Performance & Latency Claims

  • Cerebras reports ~969 tokens/s on Llama 3.1 405B at bf16, effectively batch size 1, which many commenters find “wild” compared to typical GPU setups.
  • Multiple people running 70B/405B on 8×H100 report struggling to exceed ~80–100 tok/s (though some referenced reports claim 1,500–2,500 tok/s on 8×H100 with heavy optimization and batching).
  • Disagreement on whether GPU inference throughput scales well across multiple GPUs; one side says memory bandwidth is the bottleneck and doesn’t scale, others argue it does scale with enough concurrent users.
  • Several commenters caution that Cerebras’ numbers are likely under ideal, dedicated conditions; real-world latency will depend heavily on queuing and utilization.

Cerebras Architecture & Engineering

  • Uses wafer-scale integration: a single chip roughly the size of an entire wafer with 1M cores and massive on-chip SRAM (44 GB per wafer, ~21 PB/s on-chip bandwidth).
  • No HBM; off-chip memory bandwidth quoted around 125–150 GB/s. Speed largely comes from keeping weights in on-chip SRAM.
  • Defect handling via routing around bad cores, with a small percentage of spare cores; reported near-100% effective yield.
  • Individual systems pull on the order of 15–23 kW and are large, water-cooled “engine blocks.”

Scale, Cost & Practicality

  • To hold 405B bf16 weights plus KV cache, commenters estimate ~19–22 wafers/systems, implying ~20 racks, ~0.5 MW, and around $30M capital cost at current pricing.
  • This leads to debate on cost-per-token vs large GPU clusters; some think Cerebras is not dramatically cheaper, just different.
  • Many doubt wafer-scale systems will ever reach consumer-level prices, though some speculate costs could fall over years.

Comparisons to Other Hardware

  • Compared to Nvidia H100/MI-series GPUs: GPUs are more general-purpose and widely deployable; Cerebras is highly specialized and accessed via a tightly controlled API.
  • Groq is frequently mentioned as the other “speed” contender, but is seen as less competitive on 405B-scale models and constrained by capacity.
  • AMD’s MI325x is cited as a strong upcoming GPU option, focusing on large HBM capacity and bandwidth.

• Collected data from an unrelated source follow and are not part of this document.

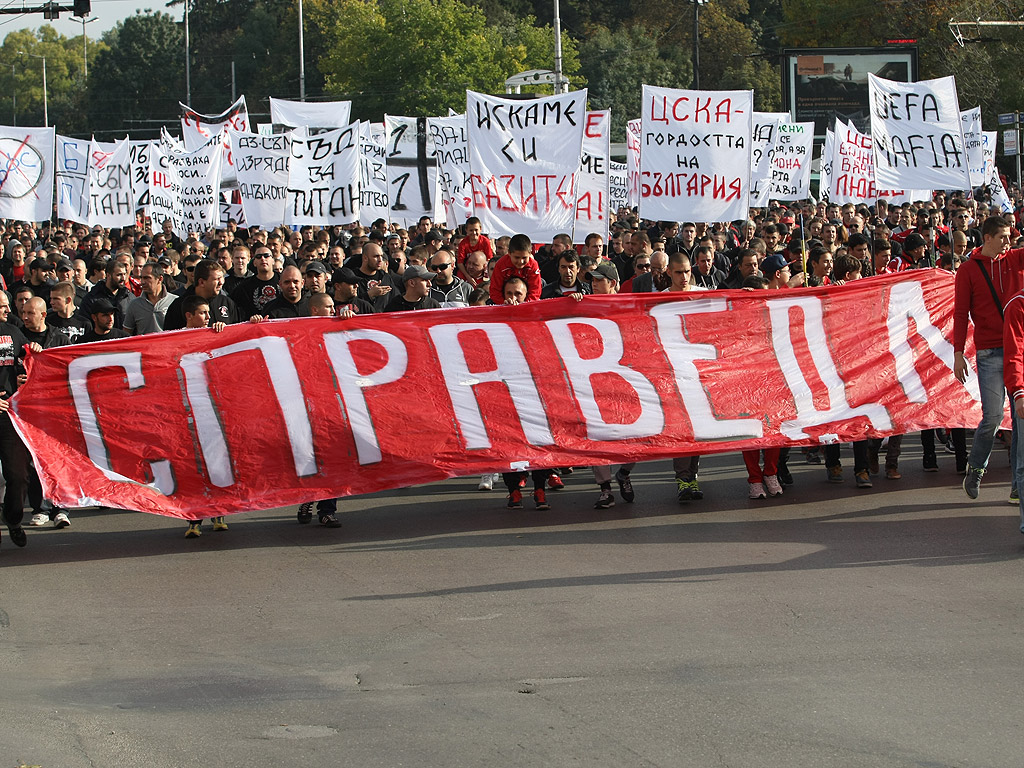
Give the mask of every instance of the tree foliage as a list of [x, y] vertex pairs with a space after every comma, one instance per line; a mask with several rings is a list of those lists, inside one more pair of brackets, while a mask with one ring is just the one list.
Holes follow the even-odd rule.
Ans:
[[[554, 36], [532, 17], [489, 24], [460, 0], [313, 0], [308, 17], [325, 43], [325, 91], [352, 100], [353, 116], [463, 111], [466, 89], [504, 92], [507, 77], [554, 65]], [[578, 57], [563, 38], [563, 71]]]
[[171, 16], [137, 13], [103, 41], [106, 50], [89, 68], [92, 130], [138, 131], [151, 128], [151, 120], [174, 120], [184, 97], [185, 41]]

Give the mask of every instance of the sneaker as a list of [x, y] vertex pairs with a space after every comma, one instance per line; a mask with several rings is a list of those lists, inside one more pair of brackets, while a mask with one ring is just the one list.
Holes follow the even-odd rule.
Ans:
[[878, 466], [878, 451], [868, 448], [868, 472], [877, 475], [881, 467]]
[[767, 498], [767, 494], [764, 492], [764, 486], [761, 483], [751, 483], [750, 493], [747, 495], [748, 499], [764, 499]]
[[28, 521], [28, 524], [33, 528], [38, 528], [41, 525], [46, 525], [50, 522], [50, 516], [44, 512], [36, 512], [32, 515], [32, 519]]
[[594, 509], [611, 509], [615, 506], [615, 497], [612, 496], [611, 491], [601, 491], [601, 496], [598, 498], [597, 503], [594, 505]]
[[688, 480], [676, 480], [676, 486], [679, 488], [679, 493], [676, 495], [677, 501], [680, 503], [693, 501], [693, 488]]
[[224, 517], [223, 516], [213, 518], [213, 530], [215, 530], [215, 531], [226, 531], [227, 529], [228, 529], [228, 524], [224, 522]]
[[[550, 480], [548, 481], [551, 482]], [[544, 495], [544, 489], [538, 488], [533, 492], [533, 503], [537, 506], [537, 510], [540, 512], [547, 512], [551, 509], [551, 505], [548, 504], [547, 497]]]
[[67, 528], [69, 525], [71, 525], [71, 520], [68, 519], [67, 512], [58, 512], [53, 518], [54, 528]]
[[476, 487], [478, 491], [489, 491], [494, 487], [494, 475], [483, 475], [480, 478], [480, 485]]
[[693, 478], [693, 480], [690, 481], [690, 489], [693, 492], [693, 500], [694, 501], [700, 501], [701, 499], [704, 498], [704, 491], [702, 491], [700, 489], [700, 486], [697, 485], [697, 478], [696, 477]]
[[938, 472], [939, 471], [939, 460], [935, 458], [934, 453], [926, 453], [924, 459], [922, 459], [925, 472]]
[[825, 467], [825, 473], [828, 476], [830, 483], [841, 483], [843, 482], [843, 468], [836, 465], [834, 467]]
[[519, 475], [519, 487], [520, 488], [525, 488], [526, 487], [526, 473], [525, 472], [522, 472]]
[[779, 482], [778, 475], [765, 475], [764, 487], [768, 491], [769, 496], [781, 496], [782, 495], [782, 483]]
[[968, 464], [967, 474], [964, 476], [964, 493], [972, 499], [978, 498], [978, 489], [981, 488], [981, 478], [984, 477], [984, 475], [984, 469], [978, 469], [977, 467], [972, 467]]
[[320, 525], [324, 528], [341, 528], [341, 520], [334, 515], [320, 515]]
[[857, 487], [858, 488], [870, 488], [871, 487], [871, 476], [868, 475], [867, 470], [858, 472], [856, 475]]
[[779, 482], [782, 486], [793, 484], [793, 473], [789, 471], [789, 467], [779, 467], [779, 471], [776, 472], [776, 476], [779, 478]]
[[509, 509], [522, 509], [523, 508], [523, 492], [518, 488], [508, 495], [508, 508]]
[[817, 448], [804, 448], [804, 460], [808, 464], [821, 464], [821, 452]]
[[563, 475], [571, 475], [572, 474], [572, 467], [562, 467], [558, 471], [559, 471], [559, 473], [561, 473]]
[[956, 453], [956, 448], [953, 447], [953, 438], [946, 438], [946, 453]]
[[886, 467], [885, 468], [885, 479], [886, 480], [899, 480], [901, 477], [903, 477], [903, 475], [900, 474], [900, 471], [898, 469], [896, 469], [896, 467]]
[[615, 482], [619, 484], [619, 495], [623, 501], [632, 502], [636, 498], [633, 493], [633, 481], [629, 479], [629, 473], [621, 469], [615, 473]]
[[188, 530], [185, 531], [186, 539], [198, 539], [203, 535], [203, 529], [198, 521], [188, 524]]
[[8, 528], [7, 532], [11, 535], [11, 543], [16, 547], [24, 547], [28, 544], [28, 536], [25, 535], [25, 529], [20, 525], [17, 528]]
[[1010, 503], [1020, 504], [1020, 491], [1018, 491], [1016, 488], [1010, 489]]
[[562, 482], [562, 478], [552, 472], [548, 475], [548, 488], [552, 491], [560, 491], [565, 488], [565, 483]]
[[304, 501], [299, 504], [299, 511], [296, 514], [296, 517], [298, 517], [299, 522], [303, 525], [311, 522], [313, 520], [313, 502]]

Use Cases, Impact & Future Directions

  • Fast 405B inference is seen as enabling much heavier chain-of-thought, tool use, multi-agent systems, and possibly real-time or near-real-time interactive applications (video-like, robotics, complex automation).
  • Some argue model accuracy is now “good enough” and latency is the main bottleneck for many applications.
  • Others question how broadly such ultra-fast, ultra-expensive setups will be deployed, suggesting they may stay niche for workloads that truly demand minimal latency (e.g., certain financial or high-value interactive systems).